Salı, 03 Aralık 2024
.
.
chevron_left chevron_right
Siyaset

Özel: Hızla öğretmen maaşlarını iyileştirmeye başlayacağız

CHP Genel Merkezi'nda düzenlenen Öğretmenler Günü etkinliğine katılan CHP Genel Başkanı Özgür Özel, öğretmenlerin Öğretmenler Günü'nü kutlarken şu açıklamalarda bulundu. Özel, bugün burada sadece sorunları değil çözümü de konuşmak üzere toplandık ve sizleri misafir ettik. İktidarımızda hiçbir şey bugün olduğu gibi olmayacaktır.

226 Toplam Gösterim
Özel: Hızla öğretmen maaşlarını iyileştirmeye başlayacağız

Eğitim hakkı bu kadar pahalı, iyi eğitime erişmek sadece zengin ailelerin çocuklarının kavuştuğu imkan olmaktan çıkarılacak. Partimizin iktidarında liseyi bitirmiş her genç, en üst düzeyde bir yabancı dil bilecek ve teknoloji kullanımında üst düzey bir yetkinliğe sahip olacak. Hiçbir gencin eğitim amaçlı ya da tatil amaçlı vize sorunu olmayacak. Bugünkü gibi teknolojiye erişim bu kadar zor ve bu kadar pahalı, birileri için ayrıcalıklı durum olmaktan çıkarılacak. Öğretmenler bu ülkede mesleklerinin onuruna yakışır maaşlarla çalışacak, hak ettikleri değere mutlaka kavuşacaklar.
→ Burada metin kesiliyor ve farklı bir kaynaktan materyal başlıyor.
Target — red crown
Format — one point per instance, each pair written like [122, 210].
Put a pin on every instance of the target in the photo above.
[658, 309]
Bu iktidar geldiğinde yıl 2002’ydi, en düşük öğretmen maaşı 635 liraydı. O gün bu maaşla 23 çeyrek altın alınabiliyordu. Yani bu iktidar geldiği gün en düşük maaşı alan öğretmen, maaşını çektiğinde 23 çeyrek altın alabiliyordu. Bugün en düşük öğretmen maaşı 40 bin 663 lira. Sadece 8 çeyrek altın alabiliyor.

En düşük öğretmen maaşında 15 çeyrek altınlık kayıp var. Diğer maaşlar, en düşük maaşa göre katlanarak daha iyi durumda oldukları için kayıp da daha fazla. Bugün Türkiye’deki herhangi bir öğretmenin, ülkenin böyle yönetildiğinden dolayı en az 15 çeyrek altın kaybı var. Her öğretmen, her ay 15 çeyrek altın bedel olarak bu hükümetin kötü politikaları yüzünden, öğretmene değer vermemesi yüzünden 15 çeyrek altın kaybediyor. Aynı hesabı tersine işlettiğinizde bugün eğer 22 yıl önce yani beğenmedikleri, burun büktükleri, her fırsatta kötüledikleri Ecevit hükümetinin bıraktığı yerde olsak, bugün en düşük öğretmen maaşının 100 bin lira olması gerekir. O zaman buradan şu hatırlatmayı yapalım. Bu ülkenin kurucusu, benim bugün oturduğum bu koltuğun ilk sahibi ve Türkiye Cumhuriyeti’nin de ilk Cumhurbaşkanı, ‘Öğretmen maaşlarını ne yapalım’ diyenlere ‘Mebus maaşı öğretmen maaşını geçmesin, yanlış olur’ demişti. Cumhuriyet Halk Partisi’nin iktidarında, o parlamentonun hakim grubu Cumhuriyet Halk Partisi grubu olduğunda, ülkeyi Cumhuriyet Halk Partili Milli Eğitim Bakanı ve Cumhuriyet Halk Partili Cumhurbaşkanı yönetirken, hızla öğretmen maaşlarını iyileştirmeye başlayacağız. Buradan bütün Türkiye’ye söz veriyoruz. Öğretmen maaşı, milletvekili maaşını yakalayana kadar hiçbir milletvekili zam almayacak. Söz veriyorum.”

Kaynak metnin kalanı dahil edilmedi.